COLUNA TIRO LIVRE

O que não explicam ao torcedor: SAF não é filantropia, é negócio

É importante lembrar que quem se dispõe a comprar ações de um clube para torná-lo SAF não o faz por amor ou caridade. São empresários, milionários

Se tem algo que muito me incomoda quando o assunto Sociedade Anônima do Futebol (SAF) começa a ser discutido é o caráter milagreiro que atribuem ao modelo de gestão. Os investidores ganham status de salvadores da pátria, com objetivos quase filantrópicos. O tom é sempre catastrófico, como se o clube não tivesse outra saída. Como se só a SAF pudesse evitar falência. 

O modus operandi no Brasil tem sido assim, nos últimos anos. Frente a frente, planilhas e artifícios emocionais, quase nunca tratados de forma proporcional – e não é difícil imaginar para qual lado pende a balança. A natureza do negócio fica em segundo plano, como se quem estivesse comprando o clube estivesse fazendo um favor, em nada fosse se beneficiar.

Alguns torcedores são contagiados por esse discurso e perdem o senso crítico para avaliar a situação. Algo semelhante ocorre com quem decide o destino dos times, os conselheiros, com a diferença que, além da quase chantagem emocional, entra uma pressão absurda, com dirigentes colocando-os contra a torcida.

É importante lembrar que quem se dispõe a comprar ações de um clube para torná-lo SAF não o faz por amor ou caridade. São empresários, milionários, que querem agregar ao patrimônio próprio mais alguns milhões. O clube vai ser apenas mais um dos empreendimentos deles.

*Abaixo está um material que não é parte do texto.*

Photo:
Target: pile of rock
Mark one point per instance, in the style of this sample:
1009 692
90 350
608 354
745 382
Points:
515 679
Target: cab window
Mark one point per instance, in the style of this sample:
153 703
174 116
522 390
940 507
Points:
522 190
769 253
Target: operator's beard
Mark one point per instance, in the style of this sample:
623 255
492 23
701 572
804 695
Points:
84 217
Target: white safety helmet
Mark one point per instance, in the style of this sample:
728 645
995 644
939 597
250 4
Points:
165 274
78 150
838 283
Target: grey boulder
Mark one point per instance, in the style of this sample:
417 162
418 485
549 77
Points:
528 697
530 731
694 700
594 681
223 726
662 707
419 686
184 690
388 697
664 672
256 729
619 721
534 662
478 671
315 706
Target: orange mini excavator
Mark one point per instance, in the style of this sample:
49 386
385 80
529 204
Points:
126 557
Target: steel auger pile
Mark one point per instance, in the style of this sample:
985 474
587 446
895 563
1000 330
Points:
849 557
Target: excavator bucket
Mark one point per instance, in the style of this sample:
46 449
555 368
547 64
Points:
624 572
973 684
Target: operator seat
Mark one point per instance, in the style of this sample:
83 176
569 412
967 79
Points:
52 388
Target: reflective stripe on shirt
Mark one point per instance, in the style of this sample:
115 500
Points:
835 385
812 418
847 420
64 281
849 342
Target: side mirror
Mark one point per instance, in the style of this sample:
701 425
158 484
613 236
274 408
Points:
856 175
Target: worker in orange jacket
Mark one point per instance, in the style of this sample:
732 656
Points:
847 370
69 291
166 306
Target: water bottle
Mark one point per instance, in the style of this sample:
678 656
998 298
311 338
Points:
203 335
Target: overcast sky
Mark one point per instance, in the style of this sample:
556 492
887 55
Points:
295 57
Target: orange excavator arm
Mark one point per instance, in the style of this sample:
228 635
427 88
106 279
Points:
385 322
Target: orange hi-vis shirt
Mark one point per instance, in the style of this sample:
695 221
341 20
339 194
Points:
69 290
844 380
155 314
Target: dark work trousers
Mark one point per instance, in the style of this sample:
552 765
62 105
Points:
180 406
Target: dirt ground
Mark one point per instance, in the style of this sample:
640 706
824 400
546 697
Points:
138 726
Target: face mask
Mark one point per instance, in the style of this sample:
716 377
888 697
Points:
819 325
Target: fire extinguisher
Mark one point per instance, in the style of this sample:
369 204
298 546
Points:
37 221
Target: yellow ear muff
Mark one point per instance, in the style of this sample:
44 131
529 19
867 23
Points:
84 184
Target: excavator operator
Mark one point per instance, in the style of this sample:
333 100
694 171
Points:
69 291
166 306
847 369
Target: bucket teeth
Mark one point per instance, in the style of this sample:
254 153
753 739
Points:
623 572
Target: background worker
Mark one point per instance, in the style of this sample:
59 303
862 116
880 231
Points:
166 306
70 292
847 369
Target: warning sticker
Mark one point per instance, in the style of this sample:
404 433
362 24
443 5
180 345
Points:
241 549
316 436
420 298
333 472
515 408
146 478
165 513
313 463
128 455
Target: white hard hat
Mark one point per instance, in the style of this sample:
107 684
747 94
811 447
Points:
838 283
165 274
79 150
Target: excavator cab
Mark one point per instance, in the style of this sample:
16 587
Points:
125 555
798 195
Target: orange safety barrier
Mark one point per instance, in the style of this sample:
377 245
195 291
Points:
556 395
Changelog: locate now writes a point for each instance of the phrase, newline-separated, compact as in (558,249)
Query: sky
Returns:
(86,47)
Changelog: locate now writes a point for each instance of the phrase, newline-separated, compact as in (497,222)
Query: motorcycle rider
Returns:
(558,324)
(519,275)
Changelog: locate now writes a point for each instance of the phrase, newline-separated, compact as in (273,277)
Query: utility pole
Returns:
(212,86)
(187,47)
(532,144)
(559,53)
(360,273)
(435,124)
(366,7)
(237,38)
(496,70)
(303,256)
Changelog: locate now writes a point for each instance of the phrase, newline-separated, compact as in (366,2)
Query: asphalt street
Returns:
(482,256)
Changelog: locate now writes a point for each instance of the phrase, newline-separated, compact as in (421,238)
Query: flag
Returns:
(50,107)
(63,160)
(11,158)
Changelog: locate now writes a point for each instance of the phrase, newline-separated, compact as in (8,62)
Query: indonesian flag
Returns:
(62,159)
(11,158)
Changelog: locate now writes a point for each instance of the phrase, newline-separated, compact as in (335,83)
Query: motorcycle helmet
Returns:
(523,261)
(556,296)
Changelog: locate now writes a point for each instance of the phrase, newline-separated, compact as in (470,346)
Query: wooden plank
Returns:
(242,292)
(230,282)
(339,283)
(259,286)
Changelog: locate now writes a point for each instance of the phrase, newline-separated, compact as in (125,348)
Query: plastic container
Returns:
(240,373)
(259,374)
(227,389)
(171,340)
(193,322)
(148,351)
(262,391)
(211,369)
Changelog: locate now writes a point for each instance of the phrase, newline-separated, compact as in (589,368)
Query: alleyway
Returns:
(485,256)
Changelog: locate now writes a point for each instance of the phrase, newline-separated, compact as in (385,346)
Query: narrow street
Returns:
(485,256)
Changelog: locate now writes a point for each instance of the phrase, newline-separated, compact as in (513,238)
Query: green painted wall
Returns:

E não há problema algum nisso, é legítimo.

Há casos em que a vaidade exerce importante papel nessa conta. Poder atrai poder e pede cada vez mais poder. No fim de tudo, é o dinheiro que manda.

Seria muito mais honesto, contudo, se o assunto fosse tratado com a seriedade e a transparência que exige. E que, sobretudo, houvesse serenidade nas tomadas de decisão.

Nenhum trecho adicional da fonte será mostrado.